Por su parte, María Belén Molina expresó: “como mamá y como abogada he tratado de todas las formas correctas de no tener que hacer todo este proceso, que es bastante intenso y no únicamente afecta a mi persona, sino a mi familia. Planteándolo desde la necesidad de que mi hijo tenga lo que corresponde hemos decidido y decir basta”.
En ese sentido, explicó cómo fue el proceso que la llevó a la presentación judicial. “He empezado una búsqueda de información, a estudiar, a recolectar y a ver si mi pretensión era coherente y cómo encarar un proceso judicial desde lo que es la educación inclusiva, porque también entra la subjetividad como mamá”.
Sobre la acción de amparo, detalló: “es puntual y sencillo. Nosotros lo que queremos es que un niño pueda sentir la integración real, que por ley le corresponde”.
Molina también remarcó las dificultades estructurales en materia de inclusión: “si no existe predisposición o formación en educación inclusiva por parte de las autoridades o docentes, se generan obstáculos para estos niños”.
Asimismo, aclaró: “No es una acusación contra una institución en particular. Esto puede pasar en cualquier escuela, pública o privada. Ninguna se puede excusar”.
Respecto a la decisión de no cambiar a su hijo de establecimiento, sostuvo: ¿Por qué él tiene que irse y no la institución adaptarse?”.

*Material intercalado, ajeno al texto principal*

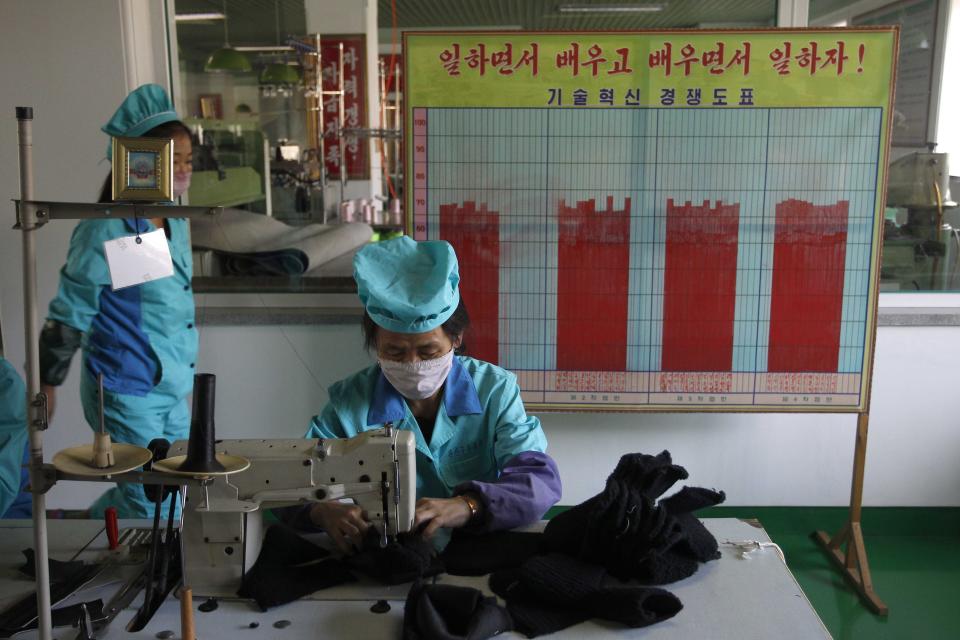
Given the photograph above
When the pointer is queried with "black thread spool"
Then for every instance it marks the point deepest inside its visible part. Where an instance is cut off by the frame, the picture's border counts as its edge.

“Es difícil ser mamá y abogada del mismo caso. La verdad, la discapacidad me ha enseñado que nuestra maternidad es prueba y error todo el tiempo. Todavía tengo vértigo y miedo por la repercusión del caso. Sin embargo, en la decisión que tomamos está la crianza, y yo quiero que mis hijos sepan que su mamá, su papá y su familia han dicho: no sé si vas a poder tener la colación de una carrera, pero sí hemos intentado todo. Y que quede el mensaje de INTENTARLO, hipotéticamente más allá de lo que se dicte. Yo quiero un hijo feliz y voy a pelear por eso”, indicó.
Finalmente, desde el acompañamiento legal, la Dra. Pallares valoró el proceso llevado adelante: “Ha sido una lucha muy difícil y sostenida. No es solo una cuestión legal, sino también una decisión personal y familiar muy fuerte”.